Concepts

Summary of Talos Linux.

When people come across Talos, they frequently want a nice, bite-sized summary of it. This is surprisingly difficult when Talos represents such a fundamentally-rethought operating system.

Not based on X distro

A useful way to summarize an operating system is to say that it is based on X, but focused on Y. For instance, Mint was originally based on Ubuntu, but focused on Gnome 2 (instead of, at the time, Unity). Or maybe something like Raspbian is based on Debian, but it is focused on the Raspberry Pi. CentOS is RHEL, but made license-free.

Talos Linux isn’t based on any other distribution. We often think of ourselves as being the second-generation of container-optimised operating systems, where things like CoreOS, Flatcar, and Rancher represent the first generation, but that implies heredity where there is none.
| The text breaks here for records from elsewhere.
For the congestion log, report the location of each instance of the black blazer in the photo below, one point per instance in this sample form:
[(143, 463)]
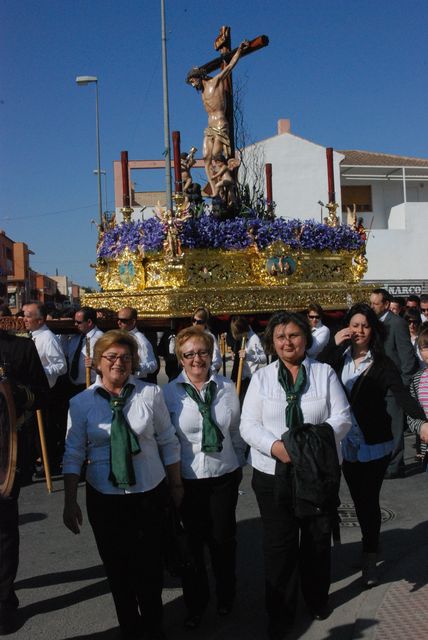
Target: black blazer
[(368, 395), (21, 365)]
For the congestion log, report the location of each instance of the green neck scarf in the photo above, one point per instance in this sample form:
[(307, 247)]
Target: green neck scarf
[(211, 434), (123, 441), (293, 393)]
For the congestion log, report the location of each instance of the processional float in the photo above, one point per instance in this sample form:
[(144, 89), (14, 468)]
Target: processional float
[(213, 248)]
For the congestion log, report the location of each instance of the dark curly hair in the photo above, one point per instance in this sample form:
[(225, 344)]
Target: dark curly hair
[(285, 317), (378, 330)]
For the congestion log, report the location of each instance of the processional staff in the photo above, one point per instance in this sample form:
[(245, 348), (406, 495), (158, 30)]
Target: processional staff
[(223, 351), (88, 368), (45, 458), (42, 438), (241, 365)]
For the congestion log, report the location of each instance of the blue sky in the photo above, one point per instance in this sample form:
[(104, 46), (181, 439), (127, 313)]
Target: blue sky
[(349, 74)]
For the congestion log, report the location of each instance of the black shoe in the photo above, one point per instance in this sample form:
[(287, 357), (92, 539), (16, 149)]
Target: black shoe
[(192, 621), (321, 613), (157, 634), (278, 629), (223, 609), (393, 475)]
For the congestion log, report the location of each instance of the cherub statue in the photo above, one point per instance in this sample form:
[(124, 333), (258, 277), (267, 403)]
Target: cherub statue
[(223, 180), (172, 224)]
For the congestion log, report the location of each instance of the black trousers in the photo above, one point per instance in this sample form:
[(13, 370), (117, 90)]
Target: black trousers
[(129, 531), (9, 535), (364, 480), (9, 548), (292, 548), (208, 513)]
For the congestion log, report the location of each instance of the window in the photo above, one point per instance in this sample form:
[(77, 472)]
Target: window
[(359, 195)]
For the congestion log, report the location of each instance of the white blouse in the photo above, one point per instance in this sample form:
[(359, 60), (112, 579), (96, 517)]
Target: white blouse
[(88, 437), (263, 412), (187, 420)]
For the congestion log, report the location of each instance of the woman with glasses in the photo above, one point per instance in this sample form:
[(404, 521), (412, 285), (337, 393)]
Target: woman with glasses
[(204, 409), (294, 407), (369, 377), (200, 320), (122, 427)]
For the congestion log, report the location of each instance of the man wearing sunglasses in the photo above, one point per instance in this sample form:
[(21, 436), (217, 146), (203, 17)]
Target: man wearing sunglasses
[(85, 323), (424, 307), (127, 321), (320, 333)]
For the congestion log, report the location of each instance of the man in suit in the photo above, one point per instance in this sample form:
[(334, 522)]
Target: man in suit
[(21, 366), (85, 320), (149, 365), (54, 363), (399, 348)]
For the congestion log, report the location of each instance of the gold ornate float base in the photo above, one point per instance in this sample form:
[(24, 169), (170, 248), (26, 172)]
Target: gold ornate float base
[(230, 281)]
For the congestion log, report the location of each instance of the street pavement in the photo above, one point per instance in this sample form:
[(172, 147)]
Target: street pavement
[(64, 594)]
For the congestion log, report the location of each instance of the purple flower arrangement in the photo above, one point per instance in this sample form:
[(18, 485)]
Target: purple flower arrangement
[(206, 232)]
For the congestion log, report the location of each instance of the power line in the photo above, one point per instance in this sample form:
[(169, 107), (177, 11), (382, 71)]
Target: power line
[(50, 213)]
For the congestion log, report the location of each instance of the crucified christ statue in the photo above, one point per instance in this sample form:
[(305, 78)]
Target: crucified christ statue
[(217, 135)]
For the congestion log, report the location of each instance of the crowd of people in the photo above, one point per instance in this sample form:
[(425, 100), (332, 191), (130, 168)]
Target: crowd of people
[(313, 404)]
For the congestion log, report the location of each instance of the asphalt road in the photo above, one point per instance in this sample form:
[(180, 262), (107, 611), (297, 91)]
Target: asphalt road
[(64, 594)]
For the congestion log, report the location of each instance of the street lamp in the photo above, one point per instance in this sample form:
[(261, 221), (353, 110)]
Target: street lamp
[(84, 80)]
Talos Linux is actually a ground-up rewrite of the userspace, from PID 1. We run the Linux kernel, but everything downstream of that is our own custom code, written in Go, rigorously-tested, and published as an immutable, integrated, cohesive image. The Linux kernel launches what we call machined, for instance, not systemd. There is no systemd on our system. There are no GNU utilities, no shell, no SSH, no packages, nothing you could associate with any other distribution. We don’t even have a build toolchain in the normal sense of the word.

Not for individual use

Technically, Talos Linux installs to a computer much as other operating systems. Unlike other operating systems, Talos is not meant to run alone, on a single machine. Talos Linux comes with tooling from the very foundation to form clusters, even before Kubernetes comes into play. A design goal of Talos Linux is eliminating the management of individual nodes as much as possible. In order to do that, Talos Linux operates as a cluster of machines, with lots of checking and coordination between them, at all levels.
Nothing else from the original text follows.